Whistle Tom Hodgkinson of The Idler Academy suggested taking up the ukulele to strum your stresses away. Musical instruments cost money though even teeny tiny ones, so I think whistling is the next best thing. I mean, have you ever heard of an unhappy whistler? I rest my case.
Buy less I have this terrible habit of whenever I feel stressed or unhappy I buy things. It could be anything from a small box of coloured mini bulldog clips (yesterday), to a cashmere granddad top from Hush (which I’ll inevitably return and therefore have to pay £8 in p&p for the pleasure). I’m going to stop that. Because spending money, involves having to work stupid hours and not getting to see the people you love.
Go for more walks… I do walk quite a lot as it happens, but usually just to the shops which only serves me to feel a little more miserable and stressed because of all the things I’ve bought/ decide I need but can’t afford. But walking is so good for the soul. If you have an obliging companion it's also particularly good for talking about some pretty natty issue (like in the car where it’s easier to say stuff you’d never dream of saying otherwise, because eye contact is not possible). It also means I should probably get a dog. Which leads me to…
Get a pet… Because I can't remember being happier than when i used to lay on the floor with my dog Bessie and rub her silky ears over my mouth. Gross isn't it. But true. So my pet of choice would be a dog. But I guess you could get a cat instead, or a house rabbit (although I’ve heard some pretty disturbing ejaculation stories). Just don’t get anything that lives in a cage because if you’re anything like me you’ll feel sorry for it, let it wander freely around the house, and then you will have a hamster stuck somewhere behind the living room wall chewing up the electrics.
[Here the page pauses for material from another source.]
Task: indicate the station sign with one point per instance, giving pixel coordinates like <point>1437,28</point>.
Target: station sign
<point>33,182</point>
Read proper books… I know every woman’s magazine says this (I’ve probably written it a million times myself, sorry), but I need to stop using technology every waking moment. When I started relaying this advice in just about every health piece I wrote about three years ago, it made me aware of the fact that when I spend all day plugged in, I feel this little walnut-sized ball of anxiety in my chest. So switch off. Read a book. Write stuff with a proper pen and paper. Have a snooze on the settee. Sew (since that's what everyone's doing these days). Just don’t look at a screen every waking moment.
I think that's enough to be getting along with. Although if you have any top calming ideas i'd love to hear them.